The jade plant or Crassula ovata is a succulent which is often grown as an indoor plant in many regions of the world; it can also be successfully grown outdoors, as long as the climate is temperate to warm. You may also hear jade plants called friendship trees or money plants, and in some cultures people think that having a jade plant around the house is lucky. Many garden stores sell jade plants, and they are extremely easy to grow.
Many people can recognize a jade plant, thanks to the very distinctive leaves, which are rounded and grow opposite each other. The leaves of a jade plant are also very thick and fleshy, typically dark green and sometimes with reddish edges. When a jade plant flowers, it produces small clusters of white to pink blooms.
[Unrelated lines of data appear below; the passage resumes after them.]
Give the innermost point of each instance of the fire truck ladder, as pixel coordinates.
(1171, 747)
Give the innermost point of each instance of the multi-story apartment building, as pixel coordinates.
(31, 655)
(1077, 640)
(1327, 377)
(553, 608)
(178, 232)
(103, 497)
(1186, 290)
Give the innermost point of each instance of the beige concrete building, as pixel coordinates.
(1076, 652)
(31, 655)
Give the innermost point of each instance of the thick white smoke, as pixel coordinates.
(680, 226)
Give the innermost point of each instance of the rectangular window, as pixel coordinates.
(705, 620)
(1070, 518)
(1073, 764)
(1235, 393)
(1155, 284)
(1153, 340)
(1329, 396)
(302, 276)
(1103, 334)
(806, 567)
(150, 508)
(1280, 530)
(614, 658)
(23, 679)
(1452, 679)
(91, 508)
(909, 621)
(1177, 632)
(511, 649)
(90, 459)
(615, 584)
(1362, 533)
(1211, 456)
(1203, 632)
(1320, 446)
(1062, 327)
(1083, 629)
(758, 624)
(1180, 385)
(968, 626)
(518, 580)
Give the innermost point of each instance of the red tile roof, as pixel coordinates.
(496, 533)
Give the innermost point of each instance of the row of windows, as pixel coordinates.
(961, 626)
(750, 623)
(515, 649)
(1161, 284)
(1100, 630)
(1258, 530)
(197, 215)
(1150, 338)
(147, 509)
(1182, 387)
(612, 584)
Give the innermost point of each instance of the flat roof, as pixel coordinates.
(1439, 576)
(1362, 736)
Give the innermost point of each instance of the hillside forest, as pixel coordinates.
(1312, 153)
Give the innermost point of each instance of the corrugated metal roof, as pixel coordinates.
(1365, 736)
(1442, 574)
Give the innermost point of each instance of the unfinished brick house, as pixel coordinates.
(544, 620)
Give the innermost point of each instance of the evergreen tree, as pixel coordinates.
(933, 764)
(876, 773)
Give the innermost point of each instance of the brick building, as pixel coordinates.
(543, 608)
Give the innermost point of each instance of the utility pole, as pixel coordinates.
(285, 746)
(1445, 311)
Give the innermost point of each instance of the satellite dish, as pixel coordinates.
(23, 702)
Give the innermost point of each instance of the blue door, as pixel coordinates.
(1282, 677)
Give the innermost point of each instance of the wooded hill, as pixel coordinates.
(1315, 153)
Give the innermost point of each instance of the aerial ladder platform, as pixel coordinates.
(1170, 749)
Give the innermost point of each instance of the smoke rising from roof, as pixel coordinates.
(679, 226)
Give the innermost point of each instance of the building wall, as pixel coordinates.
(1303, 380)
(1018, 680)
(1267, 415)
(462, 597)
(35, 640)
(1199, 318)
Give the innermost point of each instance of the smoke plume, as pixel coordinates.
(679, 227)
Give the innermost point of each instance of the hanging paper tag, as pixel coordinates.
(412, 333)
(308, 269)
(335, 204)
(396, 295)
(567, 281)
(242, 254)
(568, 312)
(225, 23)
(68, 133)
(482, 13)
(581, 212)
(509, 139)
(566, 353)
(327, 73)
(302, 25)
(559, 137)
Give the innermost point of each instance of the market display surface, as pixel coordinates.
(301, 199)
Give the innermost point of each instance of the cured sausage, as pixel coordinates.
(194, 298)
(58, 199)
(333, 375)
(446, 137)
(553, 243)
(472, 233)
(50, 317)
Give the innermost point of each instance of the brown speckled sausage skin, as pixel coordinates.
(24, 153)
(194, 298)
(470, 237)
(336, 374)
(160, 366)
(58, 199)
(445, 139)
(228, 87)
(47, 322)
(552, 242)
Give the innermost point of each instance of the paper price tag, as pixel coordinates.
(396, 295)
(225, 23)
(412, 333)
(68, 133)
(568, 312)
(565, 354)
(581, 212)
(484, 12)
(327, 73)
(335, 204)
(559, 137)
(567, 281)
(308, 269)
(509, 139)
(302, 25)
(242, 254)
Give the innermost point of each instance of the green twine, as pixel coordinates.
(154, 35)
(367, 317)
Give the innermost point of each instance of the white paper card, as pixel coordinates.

These plants are native to South Africa, so they like dry, hot, bright conditions. People who grow jade plants as houseplants sometimes struggle with them, because the plants largely like to be left alone. It is fairly hard to kill a jade plant, but constant fussy attention is probably the best way to do it; these plants thrive on neglect and conditions which could kill a number of other houseplants, including other succulents.
Jade plants take well to container gardening, preferring dry, loose soil which will not hold water. They like to be periodically soaked and then allowed to dry out entirely; if conditions are too wet, the plant will start to rot, with the thick, fleshy stems growing soft and mushy, and the leaves shriveling up and falling off. Rot can also damage the roots of the jade plant. The best place to grow these plants indoors is a warm, sunny spot, ideally near a window with a lot of light exposure, and if you grow jade plants outdoors, wrap them in blankets during the winter if you think it will frost, as the plants are very susceptible to frostbite.
Jade plants benefit from pruning, which helps to give them a solid shape and encourages slow, even growth of the trunk, creating a plant which will be able to support itself. If a jade plant is not pruned, the plant will grow top-heavy, and the branches will start to pull themselves off with their weight. Prune moderately in the early spring, clipping a bit every few weeks to avoid shocking the plant.
The easiest way to propagate a jade plant is to allow the plant to do the work. In the wild, these plants simply clone themselves, dropping branches which will take root on their own, and you can mimic these conditions at home if you want to increase your jade plant population.